Bon citoyen corporatif
M. Girard et Bernard Bigras, député de Rosemont–La Petite-Patrie, veillent d'ailleurs au grain. Les politiciens ont rencontré la direction et pris contact avec le syndicat. «Il y a beaucoup d’immigrants dans cette entreprise: 80 % des 540 employés sont des femmes. La plupart des gens sont peu scolarisés. C’est un drame humain», fait valoir Nicolas Girard.
«C’est une entreprise qui est rentable. Elle existe depuis 1961, et est établie dans La Petite-Patrie depuis 25 ans, poursuit le jeune député. Des gens y ont travaillé toute leur vie professionnelle. Et si l’entreprise est aussi performante, elle le doit à ses travailleurs».

«L’entreprise doit agir en bon citoyen corporatif, s'indigne Bernard Bigras. Un capitalisme sauvage n’a pas sa place particulièrement lorsqu’une entreprise, comme la Golden Brand, fait des profits importants. L’entreprise doit comprendre que la qualité de ses produits, elle le doit à ses travailleurs.»
Une industrie en péril
Nicolas Girard presse actuellement le gouvernement libéral d’initier, à l’instar de l’Ontario, un plan d’action pour répondre à la crise manufacturière qui frappe de plein fouet les travailleurs de ce secteur. «L’Ontario a déposé un plan de 3,6 milliards de dollars alors que celui du Québec est de 50 millions de dollars. On ne joue pas dans la même ligue…» C'est en ces termes qu'il a soumis sa requête devant l'Assemblée nationale, jeudi dernier.

Il qualifie de «peu satisfaisante», la réponse de Raymond Bachand, ministre du Développement économique. Ce dernier s'est rabattu derrière les programmes existants d'Emploi-Québec et n'a montré aucune ouverture quant à la mise en place d'une stratégie provinciale plus étoffée.
De son côté, Bernard Bigras incitera, dans les prochaines semaines, le gouvernement conservateur à sauver ce qui reste de l'industrie du textile au Québec.

La fermeture de la Golden Brand s’ajoute aux nombreuses autres survenues ces dernières années dans ce secteur économique. Rien qu'en 2006, 16 000 emplois ont disparu, soit 40 % de toute cette industrie.

«Lorsqu'un certain nombre de pays comme la Chine, et d'autres pays émergents, ont décidé de se joindre à l’OMC [Organisation mondiale du commerce] ils ont signé un protocole, ce qu’on appelle des mesures de sauvegarde.
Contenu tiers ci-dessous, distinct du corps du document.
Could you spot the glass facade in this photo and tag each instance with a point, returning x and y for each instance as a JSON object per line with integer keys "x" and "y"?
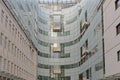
{"x": 68, "y": 37}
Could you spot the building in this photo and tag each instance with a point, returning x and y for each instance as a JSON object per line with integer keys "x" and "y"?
{"x": 72, "y": 39}
{"x": 18, "y": 56}
{"x": 70, "y": 42}
{"x": 68, "y": 37}
{"x": 111, "y": 13}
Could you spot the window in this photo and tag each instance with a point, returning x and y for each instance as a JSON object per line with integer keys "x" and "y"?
{"x": 6, "y": 21}
{"x": 9, "y": 45}
{"x": 5, "y": 42}
{"x": 99, "y": 66}
{"x": 117, "y": 4}
{"x": 1, "y": 38}
{"x": 10, "y": 25}
{"x": 85, "y": 15}
{"x": 2, "y": 15}
{"x": 118, "y": 29}
{"x": 118, "y": 55}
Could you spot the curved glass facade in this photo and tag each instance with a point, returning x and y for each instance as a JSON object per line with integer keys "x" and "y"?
{"x": 68, "y": 39}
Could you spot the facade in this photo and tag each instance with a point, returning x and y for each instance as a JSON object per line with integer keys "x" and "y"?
{"x": 70, "y": 42}
{"x": 111, "y": 10}
{"x": 69, "y": 38}
{"x": 73, "y": 40}
{"x": 18, "y": 56}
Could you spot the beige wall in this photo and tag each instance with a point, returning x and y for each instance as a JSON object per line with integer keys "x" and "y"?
{"x": 112, "y": 41}
{"x": 16, "y": 56}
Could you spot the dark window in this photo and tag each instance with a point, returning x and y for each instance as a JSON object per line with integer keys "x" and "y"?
{"x": 117, "y": 4}
{"x": 118, "y": 55}
{"x": 118, "y": 29}
{"x": 85, "y": 15}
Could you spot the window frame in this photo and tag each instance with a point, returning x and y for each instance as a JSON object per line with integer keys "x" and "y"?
{"x": 117, "y": 29}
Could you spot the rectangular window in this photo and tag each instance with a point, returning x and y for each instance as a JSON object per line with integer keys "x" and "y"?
{"x": 118, "y": 29}
{"x": 8, "y": 45}
{"x": 1, "y": 35}
{"x": 117, "y": 4}
{"x": 118, "y": 55}
{"x": 85, "y": 15}
{"x": 2, "y": 16}
{"x": 5, "y": 42}
{"x": 6, "y": 21}
{"x": 10, "y": 25}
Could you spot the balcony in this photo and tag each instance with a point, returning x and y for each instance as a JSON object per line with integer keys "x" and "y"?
{"x": 84, "y": 27}
{"x": 56, "y": 47}
{"x": 56, "y": 71}
{"x": 56, "y": 29}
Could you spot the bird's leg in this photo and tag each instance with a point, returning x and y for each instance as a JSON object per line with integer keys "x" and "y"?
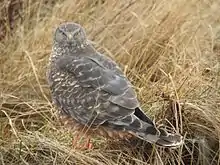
{"x": 77, "y": 143}
{"x": 88, "y": 144}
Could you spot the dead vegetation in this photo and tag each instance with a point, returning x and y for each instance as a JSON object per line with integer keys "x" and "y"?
{"x": 168, "y": 49}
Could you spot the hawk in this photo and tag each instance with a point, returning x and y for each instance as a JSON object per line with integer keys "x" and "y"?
{"x": 92, "y": 93}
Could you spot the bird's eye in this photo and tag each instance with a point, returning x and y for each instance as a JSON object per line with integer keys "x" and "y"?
{"x": 60, "y": 35}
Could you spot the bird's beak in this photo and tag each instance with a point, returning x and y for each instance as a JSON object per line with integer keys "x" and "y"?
{"x": 70, "y": 36}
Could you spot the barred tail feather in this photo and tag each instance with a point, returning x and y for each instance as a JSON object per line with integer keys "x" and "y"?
{"x": 142, "y": 127}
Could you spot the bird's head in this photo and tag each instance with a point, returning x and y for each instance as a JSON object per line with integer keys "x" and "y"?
{"x": 70, "y": 34}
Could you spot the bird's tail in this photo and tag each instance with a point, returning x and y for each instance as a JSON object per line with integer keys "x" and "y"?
{"x": 160, "y": 137}
{"x": 142, "y": 127}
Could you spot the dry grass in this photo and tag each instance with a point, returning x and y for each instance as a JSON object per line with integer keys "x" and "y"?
{"x": 170, "y": 50}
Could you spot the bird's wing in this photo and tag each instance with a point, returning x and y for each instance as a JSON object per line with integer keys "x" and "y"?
{"x": 110, "y": 84}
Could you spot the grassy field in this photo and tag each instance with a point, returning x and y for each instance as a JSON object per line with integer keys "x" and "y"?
{"x": 170, "y": 50}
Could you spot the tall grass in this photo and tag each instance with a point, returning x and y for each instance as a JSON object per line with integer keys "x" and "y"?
{"x": 170, "y": 51}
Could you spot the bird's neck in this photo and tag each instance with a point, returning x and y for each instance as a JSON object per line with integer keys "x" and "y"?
{"x": 58, "y": 51}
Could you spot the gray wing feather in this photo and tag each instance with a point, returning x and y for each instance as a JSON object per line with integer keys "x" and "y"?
{"x": 91, "y": 73}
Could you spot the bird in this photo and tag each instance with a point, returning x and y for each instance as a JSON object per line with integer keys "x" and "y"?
{"x": 92, "y": 93}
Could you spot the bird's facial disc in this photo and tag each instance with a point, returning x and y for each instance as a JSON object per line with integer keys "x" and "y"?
{"x": 71, "y": 34}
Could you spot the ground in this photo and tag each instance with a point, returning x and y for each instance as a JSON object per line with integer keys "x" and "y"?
{"x": 170, "y": 51}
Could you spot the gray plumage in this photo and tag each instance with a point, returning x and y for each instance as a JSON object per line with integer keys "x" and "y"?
{"x": 91, "y": 89}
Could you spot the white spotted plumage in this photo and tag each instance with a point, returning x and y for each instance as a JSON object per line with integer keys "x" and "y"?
{"x": 90, "y": 88}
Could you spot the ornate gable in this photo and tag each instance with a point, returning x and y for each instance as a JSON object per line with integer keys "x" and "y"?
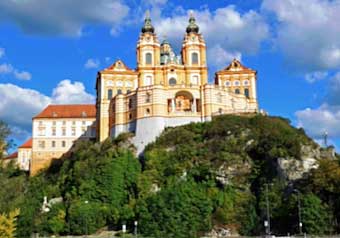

Les pays peuvent alors établir des quotas d’importation sur certains produits. Dans le cas qui nous concerne, on voit l’importation massive de vêtements en provenance de la Chine. Le gouvernement peut utiliser cette mesure de sauvegarde, valide pendant cinq ans», le but étant de maintenir les emplois locaux, lorsque la mondialisation crée une concurrence importante qui menace un secteur industriel, résume Bernard Bigras.

Le gouvernement conservateur doit aller de l'avant avec les mesures de sauvegarde, maintient-il. Cette disposition pourrait permettre à l’entreprise du 5800, Saint-Denis de se moderniser pour demeurer concurrentielle, donne en exemple le député de Rosemont- La Petite-Patrie.

«Le tribunal canadien du commerce international a recommandé au gouvernement fédéral d’utiliser les dispositions prévues par l’OMC, en rapport aux mesures de sauvegarde», il serait temps qu'on agisse afin de stopper l'hémorragie, expose Bernard Bigras.

Pour l’instant, les deux députés locaux tablent sur la survie de l’entreprise. Mais l'espoir est mince.

«Si Golden Brand ne reconsidère pas sa décision de fermer ses portes, je vais m’assurer de faire le lien entre Emploi-Québec et les travailleurs. Il faut éviter que ces gens se retrouvent à l’aide sociale», dit M. Girard.